When I think of “ESSENTIAL” employees, I think of police, firefighters, ambulance drivers, doctors, nurses, etc, which I guess it’s just their “call of duty” to report to work under any sort of crazy weather circumstances, no matter how bad the roads get.
Maybe on a second tier I would think of local-morning-TV-news personalities that have to “brave the roads” to make it in, just to tell us how bad the roads are, and that we shouldn’t get out unless absolutely necessary. (I often wonder what it must be like, to be one of them - having to commute to work at 4:00am in a ice/sleet/snow-storm, with hardly anyone else out on the roads).
But beyond that - where do you fit in? Me, I’m just another regular office-schmuck, and anything I can do from the office, I can remote-connect and work on from home.

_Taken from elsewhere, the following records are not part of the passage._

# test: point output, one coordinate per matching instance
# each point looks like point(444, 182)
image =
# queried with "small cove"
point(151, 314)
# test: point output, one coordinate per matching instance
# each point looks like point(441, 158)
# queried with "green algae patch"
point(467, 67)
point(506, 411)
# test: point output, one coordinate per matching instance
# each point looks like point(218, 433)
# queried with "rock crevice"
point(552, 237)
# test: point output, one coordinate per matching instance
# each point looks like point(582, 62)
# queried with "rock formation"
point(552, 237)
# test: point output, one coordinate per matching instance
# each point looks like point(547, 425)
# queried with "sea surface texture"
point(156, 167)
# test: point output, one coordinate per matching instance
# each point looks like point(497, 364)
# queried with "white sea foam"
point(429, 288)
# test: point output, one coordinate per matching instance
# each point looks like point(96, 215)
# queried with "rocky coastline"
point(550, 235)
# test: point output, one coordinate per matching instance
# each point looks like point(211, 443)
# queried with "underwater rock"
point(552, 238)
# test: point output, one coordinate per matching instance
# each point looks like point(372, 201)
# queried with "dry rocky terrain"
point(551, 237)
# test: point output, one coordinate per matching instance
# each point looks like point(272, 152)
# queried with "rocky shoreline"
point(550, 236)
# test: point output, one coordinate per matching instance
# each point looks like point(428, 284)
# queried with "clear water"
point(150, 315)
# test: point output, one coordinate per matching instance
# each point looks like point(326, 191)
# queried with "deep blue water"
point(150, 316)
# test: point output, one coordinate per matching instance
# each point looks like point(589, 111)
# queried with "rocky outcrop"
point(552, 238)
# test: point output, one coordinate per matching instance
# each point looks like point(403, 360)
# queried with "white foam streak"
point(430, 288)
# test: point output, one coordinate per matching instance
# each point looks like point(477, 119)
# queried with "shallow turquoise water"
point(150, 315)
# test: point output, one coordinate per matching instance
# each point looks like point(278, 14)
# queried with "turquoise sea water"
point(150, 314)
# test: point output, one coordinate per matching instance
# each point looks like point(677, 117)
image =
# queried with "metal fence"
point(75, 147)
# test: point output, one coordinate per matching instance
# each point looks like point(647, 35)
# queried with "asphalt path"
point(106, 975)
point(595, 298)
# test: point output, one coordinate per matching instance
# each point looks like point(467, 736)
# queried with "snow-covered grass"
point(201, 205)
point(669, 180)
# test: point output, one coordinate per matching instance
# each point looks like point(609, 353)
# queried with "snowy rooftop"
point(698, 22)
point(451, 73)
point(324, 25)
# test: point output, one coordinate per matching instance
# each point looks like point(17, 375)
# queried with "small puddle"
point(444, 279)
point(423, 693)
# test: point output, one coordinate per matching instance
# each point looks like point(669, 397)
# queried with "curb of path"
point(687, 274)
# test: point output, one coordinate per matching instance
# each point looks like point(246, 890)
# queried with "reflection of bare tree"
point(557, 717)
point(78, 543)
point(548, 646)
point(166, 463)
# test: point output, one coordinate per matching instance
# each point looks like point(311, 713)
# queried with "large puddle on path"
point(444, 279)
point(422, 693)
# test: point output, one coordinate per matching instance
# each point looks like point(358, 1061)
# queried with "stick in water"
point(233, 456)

Though the boss doesn’t see it that way, and will often send out the “take whatever precautions you need to take, as you see your way into the office this morning” email, which pisses us all off.
And I wonder about those of you with kids - suppose the Sonic down the road decides to open, and your 16-yr-old son/daughter is scheduled to work - do you still allow them to head in? Do you have them tell their boss “you’ve gotta be joking, I don’t need this job that bad”?
And of course this primarily applies to those of us in the South (Atlanta / Dallas / Nashville / etc) where snow-days are actual one-off “events”, as opposed to those of you in the North who I suppose are more accustomed to it, day in and day out.